In order to facilitate the second reinforcing bar 20 to be attached to the first reinforcing bar 12 after contacting with the first reinforcing bar, referring to fig. 7, the cross-sectional shape of the communication port 112 is a tapered opening with a wide top and a narrow bottom. So, make second reinforcing bar 20 part can hold in intercommunication mouth 112 to it is spacing to carry out the backstop by the lateral wall of intercommunication mouth 112, thereby makes second reinforcing bar 20 lay and can not rock easily behind mounting groove 111, and the cast in situ concrete of being convenient for more from this is favorable to improving the efficiency of production and construction.

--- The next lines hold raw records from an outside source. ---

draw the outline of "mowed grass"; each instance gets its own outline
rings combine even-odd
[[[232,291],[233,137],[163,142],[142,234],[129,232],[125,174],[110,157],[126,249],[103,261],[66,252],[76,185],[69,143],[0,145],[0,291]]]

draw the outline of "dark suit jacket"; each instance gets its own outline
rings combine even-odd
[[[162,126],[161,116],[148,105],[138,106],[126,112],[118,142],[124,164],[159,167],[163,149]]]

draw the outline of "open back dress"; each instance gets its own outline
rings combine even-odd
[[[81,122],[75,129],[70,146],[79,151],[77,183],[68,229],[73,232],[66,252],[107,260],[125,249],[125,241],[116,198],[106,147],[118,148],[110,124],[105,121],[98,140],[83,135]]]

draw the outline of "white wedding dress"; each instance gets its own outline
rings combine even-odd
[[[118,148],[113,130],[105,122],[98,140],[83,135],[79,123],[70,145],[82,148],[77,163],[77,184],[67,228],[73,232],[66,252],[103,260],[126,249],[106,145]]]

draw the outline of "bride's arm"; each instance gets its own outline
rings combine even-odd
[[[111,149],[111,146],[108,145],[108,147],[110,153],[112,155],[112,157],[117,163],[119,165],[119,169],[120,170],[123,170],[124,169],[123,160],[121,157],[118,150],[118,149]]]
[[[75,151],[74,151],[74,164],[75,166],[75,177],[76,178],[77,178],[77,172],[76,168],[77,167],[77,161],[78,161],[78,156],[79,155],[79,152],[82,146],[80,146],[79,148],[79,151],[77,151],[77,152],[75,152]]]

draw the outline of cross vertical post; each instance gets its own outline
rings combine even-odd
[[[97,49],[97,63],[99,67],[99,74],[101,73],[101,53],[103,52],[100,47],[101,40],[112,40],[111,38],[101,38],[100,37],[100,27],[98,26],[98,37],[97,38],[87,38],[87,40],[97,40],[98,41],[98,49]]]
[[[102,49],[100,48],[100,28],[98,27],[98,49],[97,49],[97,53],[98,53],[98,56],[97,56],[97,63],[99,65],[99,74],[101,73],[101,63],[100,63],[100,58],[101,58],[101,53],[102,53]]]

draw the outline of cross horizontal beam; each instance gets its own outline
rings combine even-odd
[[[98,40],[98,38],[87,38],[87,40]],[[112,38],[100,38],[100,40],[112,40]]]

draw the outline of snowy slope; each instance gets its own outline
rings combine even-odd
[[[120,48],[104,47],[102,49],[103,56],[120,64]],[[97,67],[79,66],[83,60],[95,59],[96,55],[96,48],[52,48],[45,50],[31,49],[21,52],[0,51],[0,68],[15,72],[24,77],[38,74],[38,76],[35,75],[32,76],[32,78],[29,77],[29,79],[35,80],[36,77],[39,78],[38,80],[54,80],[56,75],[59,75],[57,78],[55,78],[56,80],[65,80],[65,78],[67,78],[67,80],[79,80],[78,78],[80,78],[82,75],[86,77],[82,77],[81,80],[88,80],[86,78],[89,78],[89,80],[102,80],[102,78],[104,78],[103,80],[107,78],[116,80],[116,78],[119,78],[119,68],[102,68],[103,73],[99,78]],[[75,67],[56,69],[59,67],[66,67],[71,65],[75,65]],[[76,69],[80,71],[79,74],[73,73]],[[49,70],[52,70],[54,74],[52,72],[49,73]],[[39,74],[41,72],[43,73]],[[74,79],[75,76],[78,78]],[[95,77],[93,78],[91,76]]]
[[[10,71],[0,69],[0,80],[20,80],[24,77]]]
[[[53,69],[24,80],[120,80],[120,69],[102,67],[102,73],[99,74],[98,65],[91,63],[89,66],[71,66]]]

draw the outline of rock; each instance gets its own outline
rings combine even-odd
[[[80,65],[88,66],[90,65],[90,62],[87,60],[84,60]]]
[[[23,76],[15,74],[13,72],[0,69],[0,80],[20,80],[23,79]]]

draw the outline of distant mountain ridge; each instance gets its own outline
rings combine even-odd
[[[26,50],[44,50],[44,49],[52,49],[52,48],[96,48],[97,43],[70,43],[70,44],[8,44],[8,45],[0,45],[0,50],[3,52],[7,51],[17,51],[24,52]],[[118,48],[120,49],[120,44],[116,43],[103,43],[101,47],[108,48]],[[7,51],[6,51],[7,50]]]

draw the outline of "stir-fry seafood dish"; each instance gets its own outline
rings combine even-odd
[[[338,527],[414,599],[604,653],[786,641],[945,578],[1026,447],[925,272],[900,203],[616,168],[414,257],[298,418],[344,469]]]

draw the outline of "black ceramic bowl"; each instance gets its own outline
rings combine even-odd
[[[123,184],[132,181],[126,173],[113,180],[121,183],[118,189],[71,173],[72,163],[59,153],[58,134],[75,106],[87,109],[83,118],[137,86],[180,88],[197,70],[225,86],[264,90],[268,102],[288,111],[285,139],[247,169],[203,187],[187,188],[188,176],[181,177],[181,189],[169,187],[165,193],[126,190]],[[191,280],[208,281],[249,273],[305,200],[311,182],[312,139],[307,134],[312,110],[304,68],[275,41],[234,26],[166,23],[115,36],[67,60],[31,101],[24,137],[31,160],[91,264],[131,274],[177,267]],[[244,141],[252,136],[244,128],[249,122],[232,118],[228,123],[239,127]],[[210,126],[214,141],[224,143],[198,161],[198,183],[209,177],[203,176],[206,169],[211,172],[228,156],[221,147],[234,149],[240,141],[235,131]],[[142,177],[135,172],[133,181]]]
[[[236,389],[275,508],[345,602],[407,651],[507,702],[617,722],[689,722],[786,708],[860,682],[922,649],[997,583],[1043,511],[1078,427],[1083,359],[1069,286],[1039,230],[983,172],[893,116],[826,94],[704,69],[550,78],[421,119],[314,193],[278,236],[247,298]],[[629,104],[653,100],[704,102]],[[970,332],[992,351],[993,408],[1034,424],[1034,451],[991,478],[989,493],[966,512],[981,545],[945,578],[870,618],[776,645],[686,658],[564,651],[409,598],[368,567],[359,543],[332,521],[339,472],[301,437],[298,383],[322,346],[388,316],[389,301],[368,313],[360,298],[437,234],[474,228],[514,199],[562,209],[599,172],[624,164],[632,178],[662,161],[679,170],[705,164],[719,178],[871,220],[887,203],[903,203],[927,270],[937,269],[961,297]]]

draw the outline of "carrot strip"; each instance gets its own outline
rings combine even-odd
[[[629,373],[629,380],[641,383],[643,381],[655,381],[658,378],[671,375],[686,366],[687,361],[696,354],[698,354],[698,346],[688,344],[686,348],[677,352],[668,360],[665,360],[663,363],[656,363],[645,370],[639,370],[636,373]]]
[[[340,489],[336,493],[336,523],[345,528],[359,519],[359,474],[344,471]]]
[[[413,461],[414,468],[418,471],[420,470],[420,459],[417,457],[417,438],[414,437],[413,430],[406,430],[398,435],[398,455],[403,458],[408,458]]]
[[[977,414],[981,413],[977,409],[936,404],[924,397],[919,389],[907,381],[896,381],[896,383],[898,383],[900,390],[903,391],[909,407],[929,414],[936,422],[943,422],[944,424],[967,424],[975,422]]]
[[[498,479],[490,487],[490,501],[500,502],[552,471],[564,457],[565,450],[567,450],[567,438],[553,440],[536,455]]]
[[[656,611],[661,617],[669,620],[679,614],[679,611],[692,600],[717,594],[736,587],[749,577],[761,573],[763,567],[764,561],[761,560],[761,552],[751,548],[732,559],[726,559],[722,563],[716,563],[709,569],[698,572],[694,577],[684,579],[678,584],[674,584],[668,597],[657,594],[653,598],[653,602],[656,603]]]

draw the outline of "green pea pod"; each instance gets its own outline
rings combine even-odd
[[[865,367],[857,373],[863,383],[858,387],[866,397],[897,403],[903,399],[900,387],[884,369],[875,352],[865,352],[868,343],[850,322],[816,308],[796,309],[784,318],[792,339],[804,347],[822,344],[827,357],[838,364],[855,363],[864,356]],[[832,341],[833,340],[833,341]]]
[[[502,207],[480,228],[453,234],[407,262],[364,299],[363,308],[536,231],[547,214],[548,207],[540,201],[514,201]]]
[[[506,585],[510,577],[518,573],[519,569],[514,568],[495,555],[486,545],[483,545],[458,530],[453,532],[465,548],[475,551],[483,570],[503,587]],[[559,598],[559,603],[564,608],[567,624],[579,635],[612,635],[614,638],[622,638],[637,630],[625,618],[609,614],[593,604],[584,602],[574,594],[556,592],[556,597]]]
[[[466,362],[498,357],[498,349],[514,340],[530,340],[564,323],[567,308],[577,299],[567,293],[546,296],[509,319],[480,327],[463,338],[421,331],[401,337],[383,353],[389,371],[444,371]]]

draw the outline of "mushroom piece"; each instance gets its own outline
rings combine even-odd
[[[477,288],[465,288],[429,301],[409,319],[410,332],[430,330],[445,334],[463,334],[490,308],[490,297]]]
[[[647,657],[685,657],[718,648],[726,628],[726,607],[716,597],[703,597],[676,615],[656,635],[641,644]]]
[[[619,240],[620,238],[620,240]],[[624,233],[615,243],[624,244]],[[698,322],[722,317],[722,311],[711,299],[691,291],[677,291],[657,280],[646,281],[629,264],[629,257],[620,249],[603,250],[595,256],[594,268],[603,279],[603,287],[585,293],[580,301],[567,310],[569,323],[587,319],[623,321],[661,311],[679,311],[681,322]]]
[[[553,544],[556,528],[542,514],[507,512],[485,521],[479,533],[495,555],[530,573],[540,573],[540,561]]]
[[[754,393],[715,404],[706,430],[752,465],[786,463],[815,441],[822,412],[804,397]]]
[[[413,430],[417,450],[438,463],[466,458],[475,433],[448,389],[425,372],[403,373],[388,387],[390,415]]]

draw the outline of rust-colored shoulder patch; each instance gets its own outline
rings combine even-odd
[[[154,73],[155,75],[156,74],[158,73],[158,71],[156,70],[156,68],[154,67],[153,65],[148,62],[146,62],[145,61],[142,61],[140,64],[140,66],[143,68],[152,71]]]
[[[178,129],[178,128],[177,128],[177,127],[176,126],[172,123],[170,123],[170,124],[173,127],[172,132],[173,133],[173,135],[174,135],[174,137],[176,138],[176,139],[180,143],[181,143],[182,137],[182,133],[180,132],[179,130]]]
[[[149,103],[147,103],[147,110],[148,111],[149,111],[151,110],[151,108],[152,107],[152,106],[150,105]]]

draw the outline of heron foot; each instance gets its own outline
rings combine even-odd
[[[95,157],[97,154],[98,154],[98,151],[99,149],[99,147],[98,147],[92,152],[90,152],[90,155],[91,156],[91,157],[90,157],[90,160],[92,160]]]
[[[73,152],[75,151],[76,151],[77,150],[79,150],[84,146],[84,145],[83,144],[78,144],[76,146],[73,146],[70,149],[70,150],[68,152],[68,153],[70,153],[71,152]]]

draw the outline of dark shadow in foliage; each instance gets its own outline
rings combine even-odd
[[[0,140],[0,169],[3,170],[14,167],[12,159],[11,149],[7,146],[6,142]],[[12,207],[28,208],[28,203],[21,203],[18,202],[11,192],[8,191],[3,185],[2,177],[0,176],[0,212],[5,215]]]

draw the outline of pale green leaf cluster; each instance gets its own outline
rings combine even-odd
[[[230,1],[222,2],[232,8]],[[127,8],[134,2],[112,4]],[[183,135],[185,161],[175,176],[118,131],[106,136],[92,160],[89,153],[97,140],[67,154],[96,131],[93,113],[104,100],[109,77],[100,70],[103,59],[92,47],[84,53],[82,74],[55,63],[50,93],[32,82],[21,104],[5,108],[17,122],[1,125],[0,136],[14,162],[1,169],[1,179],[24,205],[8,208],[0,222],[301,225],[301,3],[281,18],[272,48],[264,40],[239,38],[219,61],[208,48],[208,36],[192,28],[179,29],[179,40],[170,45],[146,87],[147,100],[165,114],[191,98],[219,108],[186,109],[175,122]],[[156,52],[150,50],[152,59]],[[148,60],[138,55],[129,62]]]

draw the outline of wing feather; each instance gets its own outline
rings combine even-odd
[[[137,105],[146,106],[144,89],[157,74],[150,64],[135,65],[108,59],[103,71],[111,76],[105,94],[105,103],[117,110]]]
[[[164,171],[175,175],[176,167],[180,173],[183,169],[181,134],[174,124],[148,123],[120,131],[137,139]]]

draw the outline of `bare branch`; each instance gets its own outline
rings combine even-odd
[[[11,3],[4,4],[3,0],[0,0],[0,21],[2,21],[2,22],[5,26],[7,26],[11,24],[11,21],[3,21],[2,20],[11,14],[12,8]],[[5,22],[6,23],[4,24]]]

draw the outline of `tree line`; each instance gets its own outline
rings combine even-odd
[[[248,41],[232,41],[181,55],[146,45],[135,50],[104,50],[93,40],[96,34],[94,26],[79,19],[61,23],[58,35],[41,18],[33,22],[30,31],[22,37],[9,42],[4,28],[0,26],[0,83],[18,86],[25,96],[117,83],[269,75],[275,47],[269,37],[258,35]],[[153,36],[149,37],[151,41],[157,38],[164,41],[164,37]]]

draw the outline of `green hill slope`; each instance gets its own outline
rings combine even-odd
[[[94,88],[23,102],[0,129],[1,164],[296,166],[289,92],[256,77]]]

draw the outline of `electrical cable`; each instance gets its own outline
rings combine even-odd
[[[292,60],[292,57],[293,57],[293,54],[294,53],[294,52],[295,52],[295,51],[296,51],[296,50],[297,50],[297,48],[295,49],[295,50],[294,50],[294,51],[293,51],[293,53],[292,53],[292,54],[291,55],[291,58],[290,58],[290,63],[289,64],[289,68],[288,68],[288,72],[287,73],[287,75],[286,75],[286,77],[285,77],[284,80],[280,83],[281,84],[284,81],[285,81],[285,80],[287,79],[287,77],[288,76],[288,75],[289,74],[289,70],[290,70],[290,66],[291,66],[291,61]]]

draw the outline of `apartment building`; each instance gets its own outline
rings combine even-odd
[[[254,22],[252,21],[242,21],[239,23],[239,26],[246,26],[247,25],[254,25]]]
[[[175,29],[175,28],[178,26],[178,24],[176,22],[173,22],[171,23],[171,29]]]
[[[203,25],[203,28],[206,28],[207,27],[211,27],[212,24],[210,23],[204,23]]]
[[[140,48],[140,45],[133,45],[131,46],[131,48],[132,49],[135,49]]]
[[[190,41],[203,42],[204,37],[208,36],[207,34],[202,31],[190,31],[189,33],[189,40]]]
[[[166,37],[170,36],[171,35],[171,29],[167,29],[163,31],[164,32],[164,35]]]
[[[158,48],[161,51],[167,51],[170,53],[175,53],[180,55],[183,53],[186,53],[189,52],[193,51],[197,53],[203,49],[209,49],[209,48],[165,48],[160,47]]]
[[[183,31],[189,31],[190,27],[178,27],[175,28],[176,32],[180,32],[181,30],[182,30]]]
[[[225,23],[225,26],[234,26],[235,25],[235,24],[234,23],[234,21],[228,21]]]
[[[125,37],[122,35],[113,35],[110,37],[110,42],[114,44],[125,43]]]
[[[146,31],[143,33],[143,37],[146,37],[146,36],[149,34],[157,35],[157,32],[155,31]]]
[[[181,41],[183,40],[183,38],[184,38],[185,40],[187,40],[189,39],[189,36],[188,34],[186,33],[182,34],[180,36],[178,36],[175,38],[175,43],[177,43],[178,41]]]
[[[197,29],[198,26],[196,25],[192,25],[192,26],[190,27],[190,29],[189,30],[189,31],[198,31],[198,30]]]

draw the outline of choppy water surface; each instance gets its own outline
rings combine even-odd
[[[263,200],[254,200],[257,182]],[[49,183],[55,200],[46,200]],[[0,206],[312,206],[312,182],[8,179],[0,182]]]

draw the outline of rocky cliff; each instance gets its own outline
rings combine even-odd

The above description is only a preferred embodiment of the present invention, and is not intended to limit the scope of the present invention, and all modifications and equivalents of the present invention, which are made by the contents of the present specification and the accompanying drawings, or directly/indirectly applied to other related technical fields, are included in the scope of the present invention.